CalHealth Getting Ready to Launch the MD Mouse By The End of the Year–Blood Pressure Readings by A Computer Mouse
Posted Oct 01 2012 2:05pm
It’s been a while back that the mouse was announced and with the use of computers today, this can make it convenient not to have yet one more device when the folk out cuff of a mouse can do blood pressure. There are other devices planned as well for the mouse such as a glucose meter, a pulse oximeter and a camera. The FDA gave it a class II device but it has taken 3 years to get the product ready for release. The goal is to have the mouse sold as a consumer product at drug stores and other big stores such as Wal-Mart. I see a cord here so it looks like the device is not wireless, yet. BD
A California startup is transforming the familiar computer mouse into a health monitor by inserting devices like blood pressure monitors and blood glucose monitors in it.
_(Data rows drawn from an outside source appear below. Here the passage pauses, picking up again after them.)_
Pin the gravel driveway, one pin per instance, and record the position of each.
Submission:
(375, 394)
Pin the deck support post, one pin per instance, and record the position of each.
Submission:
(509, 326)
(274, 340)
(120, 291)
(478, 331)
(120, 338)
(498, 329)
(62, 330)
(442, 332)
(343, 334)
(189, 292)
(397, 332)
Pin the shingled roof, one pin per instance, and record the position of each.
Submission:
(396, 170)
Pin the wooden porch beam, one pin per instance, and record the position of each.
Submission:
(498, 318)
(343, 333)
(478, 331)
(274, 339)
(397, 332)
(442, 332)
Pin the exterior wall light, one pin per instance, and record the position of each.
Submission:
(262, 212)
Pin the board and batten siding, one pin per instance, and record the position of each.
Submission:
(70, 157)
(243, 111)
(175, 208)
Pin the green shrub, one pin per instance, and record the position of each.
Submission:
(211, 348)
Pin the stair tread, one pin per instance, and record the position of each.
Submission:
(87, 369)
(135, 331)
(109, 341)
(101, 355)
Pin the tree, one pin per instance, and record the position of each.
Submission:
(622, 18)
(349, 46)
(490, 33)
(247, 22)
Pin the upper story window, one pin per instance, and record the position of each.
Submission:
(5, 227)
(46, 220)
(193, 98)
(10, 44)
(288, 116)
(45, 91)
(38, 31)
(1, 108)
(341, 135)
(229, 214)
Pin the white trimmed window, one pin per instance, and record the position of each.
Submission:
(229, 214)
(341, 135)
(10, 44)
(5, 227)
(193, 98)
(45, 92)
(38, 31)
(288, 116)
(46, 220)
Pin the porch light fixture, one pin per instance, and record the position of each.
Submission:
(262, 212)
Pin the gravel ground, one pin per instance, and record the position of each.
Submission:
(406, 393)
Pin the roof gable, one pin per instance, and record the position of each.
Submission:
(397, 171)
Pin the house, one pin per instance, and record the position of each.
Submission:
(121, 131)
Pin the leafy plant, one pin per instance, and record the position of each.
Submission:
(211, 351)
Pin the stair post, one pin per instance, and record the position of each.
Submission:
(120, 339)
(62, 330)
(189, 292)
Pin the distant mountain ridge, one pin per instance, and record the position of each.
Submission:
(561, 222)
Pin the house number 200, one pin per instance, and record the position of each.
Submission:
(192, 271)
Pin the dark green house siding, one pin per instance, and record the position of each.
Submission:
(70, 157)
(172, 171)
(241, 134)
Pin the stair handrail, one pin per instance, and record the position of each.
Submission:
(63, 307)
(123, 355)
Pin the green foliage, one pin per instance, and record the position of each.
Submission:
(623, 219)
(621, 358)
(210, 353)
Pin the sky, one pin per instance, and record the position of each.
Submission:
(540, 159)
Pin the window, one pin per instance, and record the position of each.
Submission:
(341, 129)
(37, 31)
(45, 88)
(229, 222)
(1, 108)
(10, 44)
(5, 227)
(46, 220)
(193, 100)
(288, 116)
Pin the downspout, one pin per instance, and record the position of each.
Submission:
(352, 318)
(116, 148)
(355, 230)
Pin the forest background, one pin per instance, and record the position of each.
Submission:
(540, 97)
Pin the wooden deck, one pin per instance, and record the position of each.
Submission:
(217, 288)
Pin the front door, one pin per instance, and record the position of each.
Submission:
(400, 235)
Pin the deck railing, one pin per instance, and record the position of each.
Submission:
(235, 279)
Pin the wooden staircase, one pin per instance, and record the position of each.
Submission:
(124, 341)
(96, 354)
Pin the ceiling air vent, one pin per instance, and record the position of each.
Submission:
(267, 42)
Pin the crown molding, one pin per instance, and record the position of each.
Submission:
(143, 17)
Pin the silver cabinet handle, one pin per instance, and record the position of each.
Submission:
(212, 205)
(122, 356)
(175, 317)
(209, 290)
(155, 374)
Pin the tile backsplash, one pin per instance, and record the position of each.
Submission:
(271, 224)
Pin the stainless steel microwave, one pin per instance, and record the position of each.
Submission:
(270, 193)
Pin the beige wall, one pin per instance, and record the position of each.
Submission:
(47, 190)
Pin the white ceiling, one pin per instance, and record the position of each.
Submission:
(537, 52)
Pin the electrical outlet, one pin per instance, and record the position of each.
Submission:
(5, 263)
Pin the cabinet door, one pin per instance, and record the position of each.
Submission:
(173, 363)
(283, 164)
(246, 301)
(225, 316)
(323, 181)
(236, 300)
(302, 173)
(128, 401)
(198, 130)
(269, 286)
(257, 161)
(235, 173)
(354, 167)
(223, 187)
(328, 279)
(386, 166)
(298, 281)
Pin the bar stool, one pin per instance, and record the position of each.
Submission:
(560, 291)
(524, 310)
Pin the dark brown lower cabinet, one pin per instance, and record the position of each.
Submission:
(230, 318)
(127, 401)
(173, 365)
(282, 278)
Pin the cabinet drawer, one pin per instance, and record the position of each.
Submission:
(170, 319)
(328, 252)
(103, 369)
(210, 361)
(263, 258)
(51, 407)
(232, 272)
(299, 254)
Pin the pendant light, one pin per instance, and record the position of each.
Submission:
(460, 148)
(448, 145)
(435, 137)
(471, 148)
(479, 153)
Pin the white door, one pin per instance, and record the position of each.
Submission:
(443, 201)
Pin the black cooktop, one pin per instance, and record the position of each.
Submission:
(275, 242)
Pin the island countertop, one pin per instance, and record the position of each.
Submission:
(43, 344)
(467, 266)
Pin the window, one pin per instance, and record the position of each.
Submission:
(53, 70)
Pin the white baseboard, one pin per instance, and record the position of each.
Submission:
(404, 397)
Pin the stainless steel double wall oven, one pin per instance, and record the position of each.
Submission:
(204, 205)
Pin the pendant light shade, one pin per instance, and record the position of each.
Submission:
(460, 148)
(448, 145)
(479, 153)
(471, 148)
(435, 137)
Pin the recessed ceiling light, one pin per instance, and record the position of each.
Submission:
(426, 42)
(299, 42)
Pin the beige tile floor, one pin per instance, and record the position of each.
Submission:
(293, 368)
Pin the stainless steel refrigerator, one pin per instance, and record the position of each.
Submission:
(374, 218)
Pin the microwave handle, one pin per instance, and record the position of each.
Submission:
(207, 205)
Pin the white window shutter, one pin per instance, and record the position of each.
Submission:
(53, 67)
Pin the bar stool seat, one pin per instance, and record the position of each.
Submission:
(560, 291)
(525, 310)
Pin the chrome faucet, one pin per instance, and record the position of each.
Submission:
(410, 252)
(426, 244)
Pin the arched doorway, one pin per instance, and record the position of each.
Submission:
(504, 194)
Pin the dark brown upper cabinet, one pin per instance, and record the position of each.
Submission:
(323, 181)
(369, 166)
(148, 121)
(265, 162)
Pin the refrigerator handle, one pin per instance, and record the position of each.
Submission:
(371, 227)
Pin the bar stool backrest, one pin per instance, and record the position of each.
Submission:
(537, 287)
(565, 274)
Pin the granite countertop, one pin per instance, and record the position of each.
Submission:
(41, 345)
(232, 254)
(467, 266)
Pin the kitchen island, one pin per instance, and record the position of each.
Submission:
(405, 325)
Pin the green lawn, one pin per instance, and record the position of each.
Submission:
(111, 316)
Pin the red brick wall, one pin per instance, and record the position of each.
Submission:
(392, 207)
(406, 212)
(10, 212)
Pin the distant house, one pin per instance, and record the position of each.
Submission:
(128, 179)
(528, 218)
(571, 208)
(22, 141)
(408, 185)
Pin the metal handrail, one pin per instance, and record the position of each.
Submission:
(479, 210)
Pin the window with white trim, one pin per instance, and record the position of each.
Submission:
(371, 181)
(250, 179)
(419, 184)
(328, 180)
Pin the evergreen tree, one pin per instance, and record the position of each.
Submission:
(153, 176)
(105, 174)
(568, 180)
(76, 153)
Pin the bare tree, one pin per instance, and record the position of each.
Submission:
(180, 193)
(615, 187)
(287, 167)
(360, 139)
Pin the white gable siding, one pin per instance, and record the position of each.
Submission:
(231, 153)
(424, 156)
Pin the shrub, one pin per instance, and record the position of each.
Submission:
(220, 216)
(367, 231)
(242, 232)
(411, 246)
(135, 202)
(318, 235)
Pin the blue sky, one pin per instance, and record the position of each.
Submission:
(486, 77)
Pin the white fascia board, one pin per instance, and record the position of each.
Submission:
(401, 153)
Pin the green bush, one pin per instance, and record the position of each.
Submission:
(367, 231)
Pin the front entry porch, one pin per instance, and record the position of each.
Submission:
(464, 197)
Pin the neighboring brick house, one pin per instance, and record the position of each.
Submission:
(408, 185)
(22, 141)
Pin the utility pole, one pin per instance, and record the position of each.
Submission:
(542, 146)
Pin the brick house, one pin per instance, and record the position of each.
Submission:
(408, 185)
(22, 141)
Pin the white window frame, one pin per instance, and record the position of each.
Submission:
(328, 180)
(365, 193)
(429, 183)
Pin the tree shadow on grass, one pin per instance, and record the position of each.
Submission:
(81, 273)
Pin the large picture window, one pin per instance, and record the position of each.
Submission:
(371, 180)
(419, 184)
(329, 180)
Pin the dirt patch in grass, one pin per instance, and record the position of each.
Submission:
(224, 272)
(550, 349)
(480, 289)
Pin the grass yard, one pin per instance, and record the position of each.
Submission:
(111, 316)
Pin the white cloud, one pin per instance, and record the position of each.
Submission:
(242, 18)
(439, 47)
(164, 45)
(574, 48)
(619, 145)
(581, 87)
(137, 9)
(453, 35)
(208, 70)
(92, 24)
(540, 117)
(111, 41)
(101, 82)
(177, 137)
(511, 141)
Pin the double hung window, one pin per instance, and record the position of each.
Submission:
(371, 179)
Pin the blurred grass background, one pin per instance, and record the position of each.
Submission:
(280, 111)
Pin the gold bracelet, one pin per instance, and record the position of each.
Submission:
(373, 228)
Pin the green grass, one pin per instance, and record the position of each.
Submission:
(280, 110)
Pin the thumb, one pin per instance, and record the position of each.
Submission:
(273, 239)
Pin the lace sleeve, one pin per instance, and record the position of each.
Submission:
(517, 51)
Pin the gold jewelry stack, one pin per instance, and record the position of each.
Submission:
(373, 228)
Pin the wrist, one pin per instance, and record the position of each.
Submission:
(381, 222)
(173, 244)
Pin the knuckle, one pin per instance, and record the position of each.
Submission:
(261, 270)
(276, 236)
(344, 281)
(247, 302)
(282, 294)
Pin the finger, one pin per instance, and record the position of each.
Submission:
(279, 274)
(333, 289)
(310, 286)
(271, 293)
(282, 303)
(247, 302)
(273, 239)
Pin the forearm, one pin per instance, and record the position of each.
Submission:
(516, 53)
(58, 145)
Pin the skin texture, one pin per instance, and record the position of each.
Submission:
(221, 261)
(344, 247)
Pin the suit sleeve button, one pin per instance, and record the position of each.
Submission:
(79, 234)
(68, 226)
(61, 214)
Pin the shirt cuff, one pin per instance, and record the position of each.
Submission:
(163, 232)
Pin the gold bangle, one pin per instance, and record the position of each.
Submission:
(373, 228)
CalHealth Inc ., based in Irvine, is getting ready to launch the MD Mouse by the end of the year. The product will be able to measure blood pressure by having a person’s finger slide inside a cuff that folds out from the middle section of the mouse. The mouse also comes with a personal health record such that the reading is automatically entered into it. The device also has the potential to connect the data to a provider in preparation for a day when physicians and other healthcare providers can receive and share information from patients easily.
“We got the patent from the U.S. patent office in 10 months, which I understand is a record,” said Terrance Molloy, chief operating officer, for CalHealth, in a recent phone interview. “The patent gives us the right to put any monitor so long as it fits in part or in whole inside the mouse.”
“Now that companies like ours and others are connecting these devices to PHRs and EHRs and collecting the data and sending it to a healthcare provider, the FDA is saying that if you are going to be using those devices in those settings we are going to be concerned about their accuracy because now medical decisions will be based on these readings,” Molloy said.